« En réalité, » avait dit quelqu'un, « ce n'est pas aujourd'hui le dernier jour du siècle. La fin du siècle, c'est exactement dans un an : le 31 décembre 2100… » Mais quelle importance ? En fait, cette réflexion ne venait pas de quelqu'un en particulier, mais de tout le monde à la fois, c'est-à-dire du réseau. Ce n'était qu'une pulsion informologique du réseau.
Et pour Martin Smith, comme pour le plus grand nombre des cinq milliards de Terriens, le 31 décembre 2099 serait un jour ordinaire, car il n'y avait plus que des jours ordinaires. Même le “jour de responsabilité”, que la plupart des gens appelaient “jour des soucis”, était un jour ordinaire. Martin avait droit à un jour de soucis par mois ; le prochain serait début janvier, quand l'Organisation le souhaiterait. Ses propres désirs coïncidaient toujours avec les vœux de l'Organisation. Tout à fait normal, puisqu'il était branché… ce qui n'était pas le cas de sa femme Alice. Enfin, Alice suivait un traitement. Elle irait mieux bientôt. À coup sûr.
Et, justement, ce matin du 31 décembre, il avait envie de se lever tôt. Une impulsion transmise par la micropuce logée quelque part dans le lobe frontal gauche de son cerveau : le résonateur. Maintenant, le résonateur faisait partie de lui-même et ne transmettait que des sensations agréables. En outre, il lui facilitait grandement la vie. Son fils Pierre, qui avait douze ans, venait de recevoir le sien. Il était désormais branché. Pierre ne se trouvait pas en ce moment à la Résidence. Il faisait du ski et de l'escalade à Montagne 611. Connecté avec l'Organisation, il ne risquait pas l'accident. L'ascension d'une paroi verticale de plusieurs centaines de mètres était maintenant à sa portée. À son retour, il se remettrait à son bahut. L'ébénisterie ancienne le passionnait et son intérêt coïncidait justement avec les vœux que l'Organisation formait pour lui… Pas de problèmes avec le jeune Pierre.
Pas de problèmes avec moi ! songea Martin un peu plus tard. Alice dormait encore : le sommeil faisait partie de son traitement. Il avait décidé de déjeuner au restaurant de la Résidence. Il y avait passé deux fois son jour de soucis ; mais les robots, compétents et sophistiqués, n'avaient guère besoin d'une surveillance humaine… En sortant, il fut pris d'un grand désir de froid ; il se mit à rêver d'un hiver de carte postale. Le temps de traverser la pelouse pour arriver au restaurant, la neige commençait à tomber. Dommage ! pensa-t-il. Le désir ne lui était pas venu assez tôt. La réalisation lui apportait moins de plaisir.
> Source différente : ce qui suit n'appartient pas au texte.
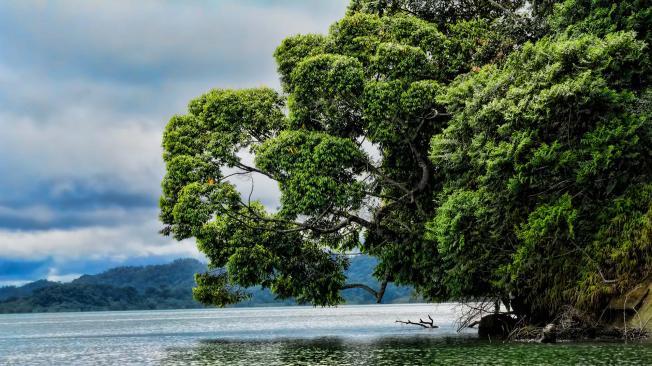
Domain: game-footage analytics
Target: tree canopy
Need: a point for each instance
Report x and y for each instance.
(478, 149)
Il s'engagea sous la galerie du restaurant. En passant devant le piano de l'entrée, il s'arrêta pour jouer quelques accords de la Sonate au clair de lune de Beethoven. Tous les Hommes étaient musiciens depuis l'avènement des orgateurs. Tous montaient à cheval, plongeaient, jouaient au tennis, sautaient à la perche, copiaient un Van Gogh ou sculptaient un bahut ancien. N'importe qui faisait n'importe quoi… Pour son petit-déjeuner, il ne prit pas la peine de passer une commande au robot. Il savait d'avance qu'on lui servirait quelque chose qui lui plairait et qui conviendrait très bien à son organisme. En sortant, il s'approcha de la vitre extérieure, légèrement assombrie, qu'il avait l'habitude d'utiliser comme écran. Il était comme tout Humain un terminal du système orgateur qui lui transmettait directement ses souhaits. N'importe quelle surface lisse pouvait se transformer en écran. C'était un moyen de communication commode.
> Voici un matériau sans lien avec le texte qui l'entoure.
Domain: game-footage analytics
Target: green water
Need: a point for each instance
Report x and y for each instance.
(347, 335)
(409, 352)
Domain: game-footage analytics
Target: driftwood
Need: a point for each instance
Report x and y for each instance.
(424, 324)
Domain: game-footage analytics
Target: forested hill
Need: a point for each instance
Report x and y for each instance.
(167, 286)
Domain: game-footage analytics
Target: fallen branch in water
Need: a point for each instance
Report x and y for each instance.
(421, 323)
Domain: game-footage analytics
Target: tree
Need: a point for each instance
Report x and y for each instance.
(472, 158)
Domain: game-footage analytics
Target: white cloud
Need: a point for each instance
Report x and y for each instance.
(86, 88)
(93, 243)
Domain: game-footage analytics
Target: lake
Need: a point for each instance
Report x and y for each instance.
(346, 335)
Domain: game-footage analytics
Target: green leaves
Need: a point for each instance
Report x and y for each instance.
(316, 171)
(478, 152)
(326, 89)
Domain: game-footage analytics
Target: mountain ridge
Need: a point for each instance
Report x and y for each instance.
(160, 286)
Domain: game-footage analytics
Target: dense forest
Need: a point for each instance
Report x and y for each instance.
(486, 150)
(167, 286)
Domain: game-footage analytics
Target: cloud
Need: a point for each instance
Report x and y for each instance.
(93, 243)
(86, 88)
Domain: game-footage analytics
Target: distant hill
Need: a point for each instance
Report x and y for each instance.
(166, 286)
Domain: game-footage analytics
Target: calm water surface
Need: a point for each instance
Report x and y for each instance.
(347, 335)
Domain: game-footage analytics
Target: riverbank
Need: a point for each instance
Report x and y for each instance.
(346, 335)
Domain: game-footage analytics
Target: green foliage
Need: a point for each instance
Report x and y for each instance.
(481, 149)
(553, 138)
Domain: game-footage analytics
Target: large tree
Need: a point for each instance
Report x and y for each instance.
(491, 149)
Allait-on l'envoyer à l'usine de bactéries ? Non, car il n'en avait pas envie. L'ordre de mission s'imprima sur la vitre : Marcher une heure et demie dans la forêt… Exactement ce qu'il souhaitait ! Les systèmes organisants, dérivés des ordinateurs-processus de la première moitié du siècle, étaient bien la plus belle invention de tous les temps.
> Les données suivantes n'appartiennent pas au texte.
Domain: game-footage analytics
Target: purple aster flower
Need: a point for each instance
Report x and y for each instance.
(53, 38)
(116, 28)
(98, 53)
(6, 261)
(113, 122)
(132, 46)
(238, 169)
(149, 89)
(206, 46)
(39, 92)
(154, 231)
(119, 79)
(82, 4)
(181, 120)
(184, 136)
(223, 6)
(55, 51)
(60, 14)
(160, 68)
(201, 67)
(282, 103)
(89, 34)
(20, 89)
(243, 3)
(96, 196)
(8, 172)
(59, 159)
Il se promenait maintenant au milieu des hêtres, des chênes et des bouleaux, avec beaucoup d'autres résidents comme lui en “procession”, c'est-à-dire en action de “processeurs”. Tout en humant l'odeur de la neige, il se sentait partie intégrante d'une formidable machinerie écologique qui s'étendait jusqu'aux étoiles. Et il travaillait. À quoi ? Il n'en savait rien. Il n'était qu'un infime circuit dans un immense processus organisant. C'était un peu frustrant. S'il avait seulement pu imaginer ce qu'il était en train de faire, il eût été presque heureux.